On the other end is Michigan State, a team that early on appeared to lack the toughness typically associated with Tom Izzo teams, and one that was still causing the legendary coach to turn away and cling to the scorer’s table during the final game of the regular season. In that game — at Indiana — one Michigan State player intentionally fouled with seconds left while up two, and another made a free throw he was supposed to miss — nearly wiping away the wrapup win.
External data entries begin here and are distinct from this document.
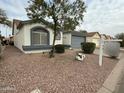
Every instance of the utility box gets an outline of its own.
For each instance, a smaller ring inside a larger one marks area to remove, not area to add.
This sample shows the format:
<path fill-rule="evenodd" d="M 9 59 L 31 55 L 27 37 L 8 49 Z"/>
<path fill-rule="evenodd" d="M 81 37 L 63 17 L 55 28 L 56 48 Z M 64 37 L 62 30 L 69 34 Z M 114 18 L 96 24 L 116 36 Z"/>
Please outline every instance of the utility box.
<path fill-rule="evenodd" d="M 110 57 L 118 57 L 120 52 L 120 43 L 118 41 L 105 41 L 104 52 Z"/>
Yet here the Spartans are, coming full circle after a No. 18 preseason ranking looked to be firmly in the rearview. Michigan State started playing this way in the Big Ten tournament, when it plowed all the way to the title game, forcing overtime vs. Wisconsin before losing by 11. En route to Izzo’s seventh Final Four — of all of those this team was ranked the lowest in the preseason and heading into the tournament, and received the worst seed — Michigan State had to upset No. 2 seed Virginia, No. 3 seed Oklahoma and No. 4 seed Louisville.
Now, both of the league’s teams are underdogs heading into Saturday’s games at Lucas Oil Stadium — Wisconsin for the first time, by seeding, since the start of the tournament — making an all-Big Ten final and revenge match of the Big Ten tournament championship unlikely. The Badgers have the size and rebound potential to match up well with Kentucky, but the Wildcats remain unbeaten, and the overwhelming favorite. And it’s hard to argue that Michigan State isn’t the hottest team still alive — but the Spartans’ interior defense will have its hands full with Duke center Jahlil Okafor.
Regardless of the outcomes, though, this season of Madness has to be viewed as a success for the Big Ten, which last sported two Final Four teams in 2005, when Michigan State lost in the semifinals and Illinois lost in the final. The regular-season’s fickleness isn’t meaningless, but it isn’t the entire story either. The Big 12, the league routinely called the country’s best this season, and the tournament’s other seven-bid conference, lost some of its luster after three of those squads dropped on the first Thursday. No Big 12 team made it past the Sweet 16.
The NCAA tournament, unlike the regular season, is all about matchups. One bad draw, one bad night and any team can go home. Still, the bottom line is what happens in March (and now April) resonates.
The NCAA tournament is where legends are made, bonuses secured, new jobs earned and — in the case of the Big Ten — redemption is found.